Five settlement homes found to have been built in Area B
Houses in Shaarei Tikva were constructed after signing of Oslo Accords, which gave the Palestinian Authority control over the land
Jacob Magid is The Times of Israel's US bureau chief
Five homes in the Shaarei Tikva settlement in the northern West Bank were reportedly built on land allocated to the Palestinians under the Oslo agreements.
While a construction permit for one of the houses was given prior to the signing of the 1995 Oslo II Accords, work on the structure began only afterward, according to a report Monday by the Walla news site. The other four homes, however, were all approved and developed after the bilateral agreement signed by Israel and the Palestine Liberation Organization that divided the West Bank into three administrative categories.
Under the Oslo Accords, Area C of the West Bank — 60 percent of the territory, where most of the Jewish settlements are located and some 150,000 Palestinians live — is under full Israeli administrative and military control, while in Area B (22%), administrative control is the responsibility of the PA and the IDF is in charge of security.
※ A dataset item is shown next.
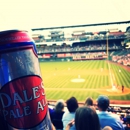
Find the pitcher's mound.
[71,78,85,83]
Area A — 18%, encompassing the major Palestinian cities — is under the full administrative and security control of the Palestinian Authority.
Three of the houses were found to have been built completely in Area B, while the two other homes were revealed to have been constructed partially in area B and partially in area C.
While all five homes stand inside of the security fence surrounding the settlement that was constructed during the early 2000s, the administrative responsibility for the property still technically lies with the Palestinian Authority, which was not given an opportunity to authorize the building, the report said.
The Samaria Regional Council, which handed down the permits to the Shaarei Tikva residents, released a statement Monday insisting that the fault for the “historic error” lay with the cartographers who produced the maps used in the Oslo agreements as well as the Civil Administration — the Defense Ministry body responsible for approving construction in the West Bank — which did not notify them of the change.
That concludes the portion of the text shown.